The Halifax Regional Municipality and the Cape Breton Regional Municipality have revealed plans to help vulnerable people ride out Hurricane Fiona, a major storm headed toward the province.
During a press briefing on Wednesday, the Mayor Mike Savage said the Dartmouth East Community Centre, along with Beacon House and the Church of St. Elizabeth Seton in Lower Sackville, N.S., would be open to offer shelter and food to unhoused people.
Savage said transportation would also be provided if people need help getting to those places.
He said Halifax's ground search and rescue team would be doing wellness checks during the hurricane "for anybody who chooses not to leave a designated outdoor sheltering location or an encampment."
Erica Fleck, the assistant chief of emergency management for Halifax Regional Fire and Emergency, said it would start moving people to shelters around 4 p.m. on Friday.
"We can't force people to take help if they wish not," Savage said. "We really encourage people, particularly those who are homeless, to come in under shelter during this storm because the threat to their life is very severe."
Halifax-area evacuation shelters
Savage said the city is working to identify places that could become comfort stations. He said those stations will open once the storm has passed.
Savage said people living near the coast must be prepared to evacuate on short notice and to "pay close attention to possible evacuation orders."
Evacuation centres for the Halifax region are being opened at the following locations:
Canada Games Centre, 26 Thomas Raddall Drive, Halifax.
Acadia Centre, 636 Sackville Drive, Lower Sackville.
St Margaret's Centre, 12 Westwood Blvd., Upper Tantallon.
Musquodoboit Harbour Community Centre, 7900 Highway 7, Musquodoboit Harbour.
A press release from the city indicated these locations will be open starting at 8 p.m. on Friday. The evacuation centres will remain open until the storm passes, or as needed. The city may open more locations if needed.
Cape Breton is in the direct path of the storm and Cape Breton Regional Municipality Mayor Amanda McDougall said the impacts are "going to be large and they're going to be real and immediate."
"Right now our community homeless shelter does have space," McDougall said. "They also have an extreme weather centre that will be opened and engaged as well."

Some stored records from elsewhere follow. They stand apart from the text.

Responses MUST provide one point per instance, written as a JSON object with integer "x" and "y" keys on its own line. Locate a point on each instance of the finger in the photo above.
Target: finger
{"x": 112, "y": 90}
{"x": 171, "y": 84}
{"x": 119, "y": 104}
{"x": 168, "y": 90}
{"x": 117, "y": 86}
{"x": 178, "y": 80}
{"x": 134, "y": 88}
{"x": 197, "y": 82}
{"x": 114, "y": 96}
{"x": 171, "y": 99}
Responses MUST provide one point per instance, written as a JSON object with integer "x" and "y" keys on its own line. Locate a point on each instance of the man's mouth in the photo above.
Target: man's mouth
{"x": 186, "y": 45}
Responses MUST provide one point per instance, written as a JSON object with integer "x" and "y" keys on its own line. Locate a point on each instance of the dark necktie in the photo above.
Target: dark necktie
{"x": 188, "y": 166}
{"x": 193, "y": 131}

McDougall said the Canadian Red Cross and the Salvation Army have stepped up to help the Ally Centre of Cape Breton with sheltering people.
There are talks underway in CBRM about opening pre-storm shelters for people "because we know there are different types of shelters that are not going to be able to withstand the winds, the flooding the way that other buildings may," McDougall said.
McDougall pointed to Dorian, a post-tropical storm when it arrived in Nova Scotia in 2019, where older homes in the area lost walls and roofs in the heavy wind. She said it's possible it could happen during Fiona and the municipality wants to be prepared.
"We're not saying that their homes are going to blow away, but we're saying we need to take every precaution because we've seen what happened last time," she said.
At the time of the news conference, McDougall said details on pre-storm shelters were being finalized. Places like Centre 200 are being considered, she said.
Other areas of Nova Scotia are also preparing shelters. An emergency storm shelter will be available to people in Amherst on Friday from 5 p.m. until Sunday at 8:30 a.m. the Amherst Lions Club (9 Electric Street).